I agree some tool like Visio will be both commonly available and feature-rich. Adobe Illustrator will give you more precision in your graphic output, but I cannot speak to its automated charting capabilities, having not used them. There are also numerous org-chart-automation packages that tie into ERP software like PeopleSoft and SAP, and in the absence of an off-the-shelf package, a competent programmer should be able to create one for you in a fairly short period of time.
You might consider printing the chart on a plotter (or taping pages together) and hanging it on a wall rather than separating the chart into 30 separate pages; it will be easier to comprehend and compare the various parts of the whole if they are presented to the eye simultaneously.

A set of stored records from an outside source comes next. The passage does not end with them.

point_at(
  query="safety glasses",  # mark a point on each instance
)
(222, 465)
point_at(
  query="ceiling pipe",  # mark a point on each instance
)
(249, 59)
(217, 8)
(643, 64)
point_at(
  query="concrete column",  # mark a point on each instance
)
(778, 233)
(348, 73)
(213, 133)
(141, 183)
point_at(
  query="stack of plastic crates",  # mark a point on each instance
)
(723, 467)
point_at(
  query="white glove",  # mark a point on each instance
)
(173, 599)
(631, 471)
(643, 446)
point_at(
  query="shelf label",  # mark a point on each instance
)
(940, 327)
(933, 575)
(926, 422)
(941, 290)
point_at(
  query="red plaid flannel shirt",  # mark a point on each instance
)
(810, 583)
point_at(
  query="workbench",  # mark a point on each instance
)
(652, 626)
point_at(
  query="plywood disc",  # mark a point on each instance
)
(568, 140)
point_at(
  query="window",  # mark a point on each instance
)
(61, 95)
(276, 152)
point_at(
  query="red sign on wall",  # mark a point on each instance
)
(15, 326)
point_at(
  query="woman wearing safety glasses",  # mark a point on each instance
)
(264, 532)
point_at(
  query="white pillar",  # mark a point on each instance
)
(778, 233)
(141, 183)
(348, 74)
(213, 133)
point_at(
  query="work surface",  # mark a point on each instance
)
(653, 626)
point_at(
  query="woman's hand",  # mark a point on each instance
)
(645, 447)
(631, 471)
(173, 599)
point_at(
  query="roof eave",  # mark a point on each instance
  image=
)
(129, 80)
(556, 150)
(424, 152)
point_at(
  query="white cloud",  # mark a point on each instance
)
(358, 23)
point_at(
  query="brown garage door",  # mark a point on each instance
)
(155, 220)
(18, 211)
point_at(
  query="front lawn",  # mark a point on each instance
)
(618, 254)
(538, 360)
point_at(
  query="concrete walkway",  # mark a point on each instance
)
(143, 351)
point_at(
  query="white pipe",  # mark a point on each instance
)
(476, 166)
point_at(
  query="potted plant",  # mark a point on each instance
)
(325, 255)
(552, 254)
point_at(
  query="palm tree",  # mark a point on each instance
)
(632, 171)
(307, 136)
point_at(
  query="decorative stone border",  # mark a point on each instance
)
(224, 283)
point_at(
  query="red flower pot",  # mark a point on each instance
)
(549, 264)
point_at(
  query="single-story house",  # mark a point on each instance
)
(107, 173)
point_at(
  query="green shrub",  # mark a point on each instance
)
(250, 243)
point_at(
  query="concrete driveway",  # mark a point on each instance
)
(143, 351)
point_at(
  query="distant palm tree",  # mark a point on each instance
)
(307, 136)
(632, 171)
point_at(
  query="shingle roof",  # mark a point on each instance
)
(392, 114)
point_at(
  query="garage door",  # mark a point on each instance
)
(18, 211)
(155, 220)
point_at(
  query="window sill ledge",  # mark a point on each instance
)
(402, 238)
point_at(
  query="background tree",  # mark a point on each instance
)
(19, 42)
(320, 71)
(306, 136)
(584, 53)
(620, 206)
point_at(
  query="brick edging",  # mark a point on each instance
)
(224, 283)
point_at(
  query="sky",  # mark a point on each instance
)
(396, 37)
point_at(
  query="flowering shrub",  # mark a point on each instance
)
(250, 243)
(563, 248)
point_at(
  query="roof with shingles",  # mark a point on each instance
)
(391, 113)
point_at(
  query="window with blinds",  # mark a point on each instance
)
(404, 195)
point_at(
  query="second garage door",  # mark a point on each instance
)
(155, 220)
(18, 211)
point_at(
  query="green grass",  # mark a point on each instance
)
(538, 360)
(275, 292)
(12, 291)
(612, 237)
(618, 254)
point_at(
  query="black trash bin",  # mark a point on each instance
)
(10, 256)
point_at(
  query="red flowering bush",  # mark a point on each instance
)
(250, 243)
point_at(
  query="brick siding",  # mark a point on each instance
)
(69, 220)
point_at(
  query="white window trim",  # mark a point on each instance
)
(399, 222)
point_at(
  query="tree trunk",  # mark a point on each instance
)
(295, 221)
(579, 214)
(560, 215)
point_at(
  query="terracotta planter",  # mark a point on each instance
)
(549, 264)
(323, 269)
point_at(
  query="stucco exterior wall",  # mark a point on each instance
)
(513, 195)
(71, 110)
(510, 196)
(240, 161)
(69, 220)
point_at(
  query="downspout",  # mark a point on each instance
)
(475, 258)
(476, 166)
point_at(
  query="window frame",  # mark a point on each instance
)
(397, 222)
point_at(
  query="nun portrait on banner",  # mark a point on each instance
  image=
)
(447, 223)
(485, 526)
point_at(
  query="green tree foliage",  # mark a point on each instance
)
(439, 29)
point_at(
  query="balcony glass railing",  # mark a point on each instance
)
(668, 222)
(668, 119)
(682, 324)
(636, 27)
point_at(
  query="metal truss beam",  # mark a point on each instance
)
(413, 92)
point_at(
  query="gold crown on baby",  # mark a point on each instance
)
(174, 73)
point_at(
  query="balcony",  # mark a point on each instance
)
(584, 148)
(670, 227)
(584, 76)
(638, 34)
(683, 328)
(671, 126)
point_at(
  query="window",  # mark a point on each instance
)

While considering the choice of tool for designing the presentation of the information, you might also give some second thoughts to the need for an organizational chart at all. While there are many valid reasons for needing to diagram an entire organization (in recent months, pending workforce reductions have been a common impetus), many organizations discover that because of rapid changes in the organizational structure, charts rapidly become outdated. The org. chart, like most graphic displays, can only ever show things as they were, not as they are.
For some organizations, a solid hierarchy is important (the military; some universities; the church), but for others the ability to change rapidly to fit new situations (particularly during periods of rapid growth) is paramount, and an organizational chart may stifle that change.